Les Amis de Flaubert – Année 1966 – Bulletin n° 29 – Page 44
En attendant l’Éducation sentimentale
Courrier de Paris de Charles Yriarte :
Il y a longtemps que ceux qui sont à la piste des nouvelles de tout genre avaient fait pressentir que M. Gustave Flaubert allait donner un nouvel ouvrage. Aujourd’hui c’est un fait acquis ; le livre existe, on sait le titre, et un peu a ussi le genre et le sujet.
C’est, Dieu merci, encore un événement dans notre chère France (dont on dit beaucoup de mal depuis quelque temps), que la publication d’un livre d’un de ces hommes dont s’honore la littérature : et tous nous attendions le nouveau roman de Gustave Flaubert avec quelque impatience.

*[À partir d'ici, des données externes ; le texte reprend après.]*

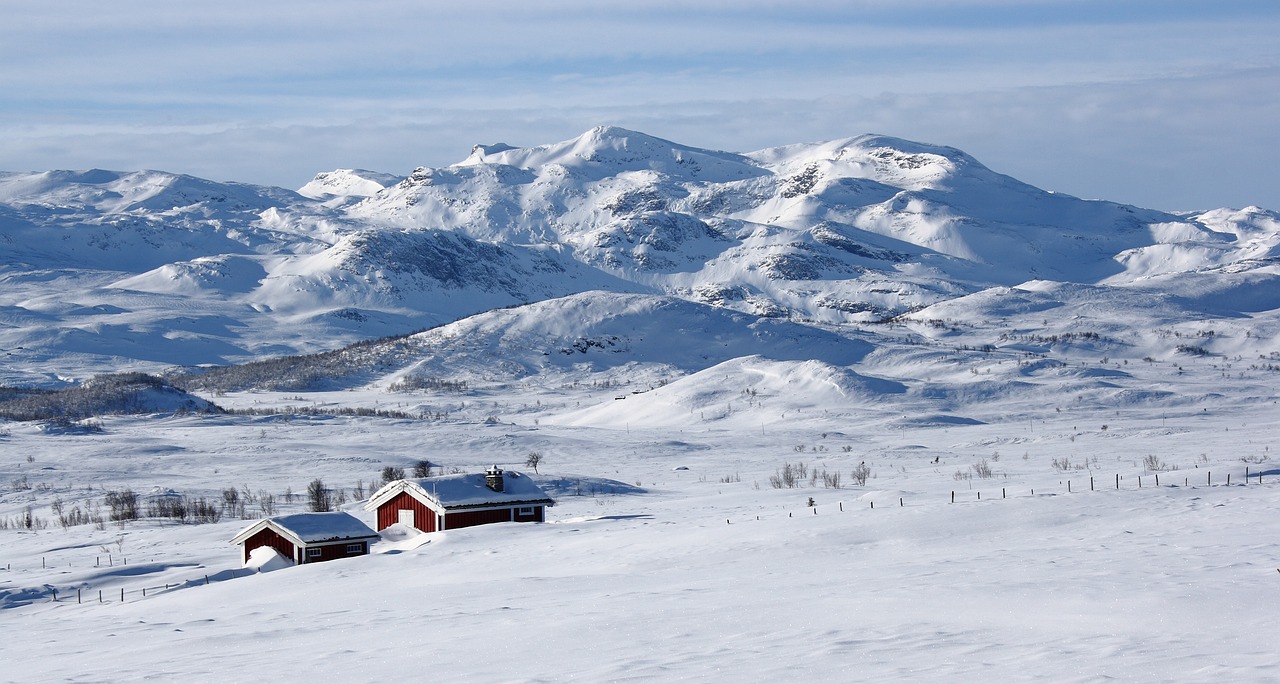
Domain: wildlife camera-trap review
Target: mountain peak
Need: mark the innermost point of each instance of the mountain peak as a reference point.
(607, 150)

Je ne suis pas de ceux qui disent que Flaubert a besoin de prendre sa revanche de Salammbô ; j’estime que c’était là une œuvre forte, et qui n’a fait qu’ajouter à l’estime que les gens de lettres et les personnes du monde accessibles aux joies littéraires avaient conçue pour l’auteur de Madame Bovary. Sans doute il était naturel qu’on préférât rester dans ce monde moderne de Balzac, d’Eugène Sue, de Charles, de Bernard, s’intéressant à des passions modernes, des caractères d’aujourd’hui, des propensions qu’on connaît, qu’on a coudoyées. Mais il y avait là quelque chose d’excessif, d’énorme, une volonté inouïe, une science, sans rivale peut-être, que les plus exigeants et ceux auxquels le livre déplaisait en soi, c’est-à-dire par la nature même du sujet, se sont plu à reconnaître.

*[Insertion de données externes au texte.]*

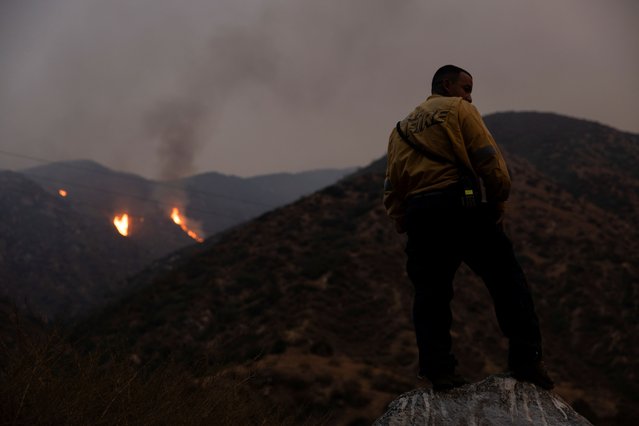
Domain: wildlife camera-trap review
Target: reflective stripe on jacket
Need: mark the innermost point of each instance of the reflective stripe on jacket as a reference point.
(452, 128)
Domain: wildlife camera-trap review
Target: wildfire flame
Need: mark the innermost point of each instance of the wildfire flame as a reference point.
(122, 224)
(181, 221)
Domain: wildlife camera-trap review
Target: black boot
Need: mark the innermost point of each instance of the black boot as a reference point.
(534, 372)
(444, 381)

Je conseille à ceux qui font leur joie de l’étude des belles-lettres de lire la réponse que M. Gustave Flaubert fit à la critique que M. Sainte-Beuve a faite de Salammbô. Le grand critique a voulu donner au public les pièces du procès, et a inséré cette docte protestation à la fin du volume des Lundis qui contient les articles sur le livre de M. Gustave Flaubert.
Le nouveau volume s’appellera : Le cœur à droite. Voilà un titre qui n’est pas indifférent, même dans cette époque où on a fait tant d’efforts pour trouver de beaux titres, bien attractifs et bien sonores. Il y a même des gens qui n’ont trouvé que cela. Le cœur à droite fait penser à je ne sais quel cas monstrueux, de pathologie en déroute. C’est un roman moderne, physiologique, et dans lequel les caractères politiques trouveraient une place.
Alexandre Dumas fils, par ses lettres insérées dans le Gaulois, et qui ont fait quelque bruit dans notre monde, a déclaré qu’il en avait assez de l’art pour l’art, et sera content du nouveau roman de Gustave Flaubert, qui s’attaque à autre chose qu’à l’intrigue.